Apple is doing it again by delaying the latest update for obvious reasons. It’s yet another reminder to Spotify and other app developers that in the App Store, Apple is king. The EU might fine them $2B, it might mandate that Spotify needs to be allowed to show pricing information; but the EU cannot mandate how fast Apple grants approvals, right?
This is how Apple might slowly but surely become the most-hated company by its own developers; by having an overlord mentality and bullying its own customers. In this way, it feels that Apple is turning into the Microsoft of the 1990s, in terms of rock-bottom developer sentiment.
Apple is making clear why it needs to be regulated – and strictly. A good regulator wants to regulate as lightly as possible. However, what happens when one of the biggest players acts in bad faith, in not following the spirit of regulation?
Then, there’s no choice but to create more granular regulation, even to the point of “micromanaging.” This regulation will be more invasive and have more side effects. Apple, at this point, is dragging regulators towards making stricter rules. I think this will happen, and the tech giant will have only itself to blame.
The US sues Apple for abusing smartphone market position
Apple might have chosen a bad time to anger regulators, as it’s no longer just the EU that is stepping up against the Coupertino giant. The US Department of Justice has filed a lawsuit arguing that “Apple exercises its monopoly power to extract more money from consumers, developers, content creators, artists, publishers, small businesses, and merchants, among others.”
The goal of the lawsuit is stated as follows:
“This case is about freeing smartphone markets from Apple’s anticompetitive and exclusionary conduct and restoring competition to lower smartphone prices for consumers, reducing fees for developers, and preserving innovation for the future.”

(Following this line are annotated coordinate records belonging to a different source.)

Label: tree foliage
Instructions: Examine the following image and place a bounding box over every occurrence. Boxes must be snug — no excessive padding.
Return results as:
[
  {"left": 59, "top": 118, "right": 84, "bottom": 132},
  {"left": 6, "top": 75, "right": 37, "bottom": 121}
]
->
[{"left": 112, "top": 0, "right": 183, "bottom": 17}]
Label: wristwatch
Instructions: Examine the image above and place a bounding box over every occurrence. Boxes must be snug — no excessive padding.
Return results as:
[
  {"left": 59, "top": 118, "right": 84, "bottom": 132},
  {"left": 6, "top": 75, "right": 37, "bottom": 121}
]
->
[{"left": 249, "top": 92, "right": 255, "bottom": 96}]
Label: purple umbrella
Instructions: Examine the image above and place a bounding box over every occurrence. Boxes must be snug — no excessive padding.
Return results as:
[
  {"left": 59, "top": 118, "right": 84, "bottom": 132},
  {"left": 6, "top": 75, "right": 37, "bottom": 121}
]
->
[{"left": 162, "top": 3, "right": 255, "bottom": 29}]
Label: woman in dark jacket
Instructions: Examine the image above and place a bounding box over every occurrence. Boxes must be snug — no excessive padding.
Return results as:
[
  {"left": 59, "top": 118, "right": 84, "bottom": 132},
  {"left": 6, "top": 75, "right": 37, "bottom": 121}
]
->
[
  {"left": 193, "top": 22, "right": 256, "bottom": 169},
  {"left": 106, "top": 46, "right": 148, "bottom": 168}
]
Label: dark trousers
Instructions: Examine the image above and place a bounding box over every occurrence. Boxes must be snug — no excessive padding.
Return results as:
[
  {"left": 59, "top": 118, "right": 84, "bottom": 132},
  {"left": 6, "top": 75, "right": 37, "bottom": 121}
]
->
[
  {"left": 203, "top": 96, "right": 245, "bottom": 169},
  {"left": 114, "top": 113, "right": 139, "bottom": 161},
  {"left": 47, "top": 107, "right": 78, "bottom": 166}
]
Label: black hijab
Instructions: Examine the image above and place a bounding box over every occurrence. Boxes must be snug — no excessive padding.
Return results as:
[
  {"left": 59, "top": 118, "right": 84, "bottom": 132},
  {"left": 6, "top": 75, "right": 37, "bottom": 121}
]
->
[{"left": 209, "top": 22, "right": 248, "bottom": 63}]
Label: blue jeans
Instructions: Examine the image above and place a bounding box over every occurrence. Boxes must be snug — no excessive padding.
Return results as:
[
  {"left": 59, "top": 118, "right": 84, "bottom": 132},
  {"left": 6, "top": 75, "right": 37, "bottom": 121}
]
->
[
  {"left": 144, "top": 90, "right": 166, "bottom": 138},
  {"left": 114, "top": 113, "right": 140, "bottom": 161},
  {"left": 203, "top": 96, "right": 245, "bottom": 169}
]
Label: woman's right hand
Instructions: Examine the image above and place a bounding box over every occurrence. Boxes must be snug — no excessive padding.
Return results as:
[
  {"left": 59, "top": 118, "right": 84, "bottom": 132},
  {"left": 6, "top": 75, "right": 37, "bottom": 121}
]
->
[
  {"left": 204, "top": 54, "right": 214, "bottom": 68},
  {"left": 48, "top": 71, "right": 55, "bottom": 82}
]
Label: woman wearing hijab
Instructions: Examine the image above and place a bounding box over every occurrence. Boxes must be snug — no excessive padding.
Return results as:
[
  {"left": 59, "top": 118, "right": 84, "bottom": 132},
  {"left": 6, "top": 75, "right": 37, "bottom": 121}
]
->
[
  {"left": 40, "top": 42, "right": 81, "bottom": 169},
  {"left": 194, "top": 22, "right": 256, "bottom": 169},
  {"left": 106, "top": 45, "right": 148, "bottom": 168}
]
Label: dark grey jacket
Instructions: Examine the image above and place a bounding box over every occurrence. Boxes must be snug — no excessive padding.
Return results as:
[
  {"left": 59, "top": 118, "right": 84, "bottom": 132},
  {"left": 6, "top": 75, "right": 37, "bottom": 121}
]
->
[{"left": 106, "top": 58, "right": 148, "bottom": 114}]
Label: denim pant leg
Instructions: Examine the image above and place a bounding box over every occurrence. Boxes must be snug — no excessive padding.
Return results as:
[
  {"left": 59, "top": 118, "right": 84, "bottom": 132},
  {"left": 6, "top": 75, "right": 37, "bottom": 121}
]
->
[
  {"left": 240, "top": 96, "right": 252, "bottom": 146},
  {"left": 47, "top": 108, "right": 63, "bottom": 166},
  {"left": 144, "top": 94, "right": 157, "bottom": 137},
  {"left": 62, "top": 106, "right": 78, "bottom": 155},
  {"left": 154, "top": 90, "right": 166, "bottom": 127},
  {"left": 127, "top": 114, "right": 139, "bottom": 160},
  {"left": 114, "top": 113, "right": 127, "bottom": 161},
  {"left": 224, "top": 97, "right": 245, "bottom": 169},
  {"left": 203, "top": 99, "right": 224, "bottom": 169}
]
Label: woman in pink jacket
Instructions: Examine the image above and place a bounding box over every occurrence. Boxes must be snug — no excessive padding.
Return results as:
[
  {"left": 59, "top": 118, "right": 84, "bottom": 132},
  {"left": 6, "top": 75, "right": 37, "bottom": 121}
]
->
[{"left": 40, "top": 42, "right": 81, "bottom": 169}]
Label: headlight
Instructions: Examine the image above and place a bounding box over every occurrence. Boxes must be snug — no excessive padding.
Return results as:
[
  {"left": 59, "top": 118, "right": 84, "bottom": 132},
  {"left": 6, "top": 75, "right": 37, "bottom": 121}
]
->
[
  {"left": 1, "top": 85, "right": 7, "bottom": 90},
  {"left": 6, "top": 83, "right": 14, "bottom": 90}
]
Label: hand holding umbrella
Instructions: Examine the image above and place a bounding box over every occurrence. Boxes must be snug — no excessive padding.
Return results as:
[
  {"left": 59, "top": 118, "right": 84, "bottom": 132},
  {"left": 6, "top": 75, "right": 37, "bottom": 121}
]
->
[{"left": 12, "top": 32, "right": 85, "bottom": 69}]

Basically, the US has a similar issue with Apple as the EU does; Apple became the dominant smartphone platform in the US through innovation, but has since resorted to throttling competition in a way that the regulator says is unlawful.
This US lawsuit will teach us a lot more about Apple’s alleged anti-competitive practices, and how this secretive company really operates on the inside. If Apple follows a similar strategy as in the EU of ignoring the regulator and provoking a response, then it will backfire.